SCEs Are Markedly Elevated in Individuals with TOP3A Mutations
dHJ can be processed by two pathways; first, dissolution by the BTRR complex yields non-crossover products only; second, resolution by endonucleases that cleave Holliday junctions generate both non-crossovers and crossover products that are visualized as SCEs (Figure 3A). To determine if dHJ dissolution is impaired in the cells of affected individuals, we assessed the frequency of SCEs. After BrdU incorporation, we performed differential sister chromatid staining on primary fibroblasts and PHA-stimulated peripheral blood leukocytes (Figures 3B and 3C). Cells from individuals with TOP3A mutations had substantially (3- to 6-fold) more SCEs, than cells from control individuals or heterozygous parents (p < 0.0001 for all affected individual cell lines; Figure 3C). Therefore, excessive crossover recombination was evident in all tested individuals with TOP3A mutations, indicating that diagnostic cytogenetic assessment of SCE levels is predictive of TOP3A mutations as well as BLM mutations.
Figure 3 Individuals with TOP3A Mutations Have More SCEs, Reflecting Chromatid Hyper-recombination
(A) Schematic of dHJ processing. dHJs are either dissolved by the BTRR complex or alternatively cleaved by structure-specific nucleases that lead to dHJ resolution.

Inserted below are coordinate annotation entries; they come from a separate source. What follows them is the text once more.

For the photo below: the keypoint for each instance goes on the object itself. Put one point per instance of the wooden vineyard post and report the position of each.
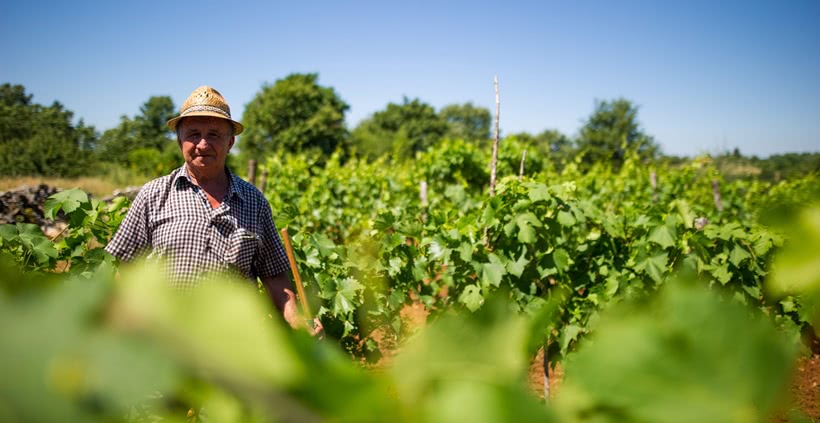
(252, 171)
(546, 365)
(297, 279)
(423, 198)
(653, 180)
(716, 194)
(495, 140)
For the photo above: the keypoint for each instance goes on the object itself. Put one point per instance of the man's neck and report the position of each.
(208, 179)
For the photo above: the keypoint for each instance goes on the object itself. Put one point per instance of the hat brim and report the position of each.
(237, 127)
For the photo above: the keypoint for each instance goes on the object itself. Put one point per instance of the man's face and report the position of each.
(205, 142)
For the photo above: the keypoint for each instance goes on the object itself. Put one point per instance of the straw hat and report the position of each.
(205, 101)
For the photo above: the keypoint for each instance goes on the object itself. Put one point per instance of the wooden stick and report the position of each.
(495, 140)
(300, 290)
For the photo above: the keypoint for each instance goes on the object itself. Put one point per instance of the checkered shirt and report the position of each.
(172, 219)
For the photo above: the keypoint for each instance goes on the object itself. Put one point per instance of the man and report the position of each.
(202, 218)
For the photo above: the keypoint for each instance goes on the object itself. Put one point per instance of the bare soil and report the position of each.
(804, 392)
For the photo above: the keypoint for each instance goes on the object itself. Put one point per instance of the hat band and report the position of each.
(206, 109)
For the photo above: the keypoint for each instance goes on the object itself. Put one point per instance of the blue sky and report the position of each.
(708, 76)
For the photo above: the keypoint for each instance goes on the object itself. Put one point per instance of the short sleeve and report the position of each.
(272, 259)
(132, 236)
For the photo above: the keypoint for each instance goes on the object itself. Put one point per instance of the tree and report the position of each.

(B and C) BrdU strand-specific labeling of sister chromatids shows that TOP3A cells have more SCEs than control and parent cells. (B) Representative images of P1 and parent fibroblast cell lines. (C) Quantification of SCEs in fibroblast cell lines (P1, P5, P7, and P8) or PHA-stimulated lymphocytes derived from peripheral-blood samples (P2 and P3). The median value was plotted with more than ten metaphase spreads counted per subject. Pairwise non-parametric Mann Whitney tests were performed against parental control cells. F1, F2, and F5 SCEs were scored in independent laboratories.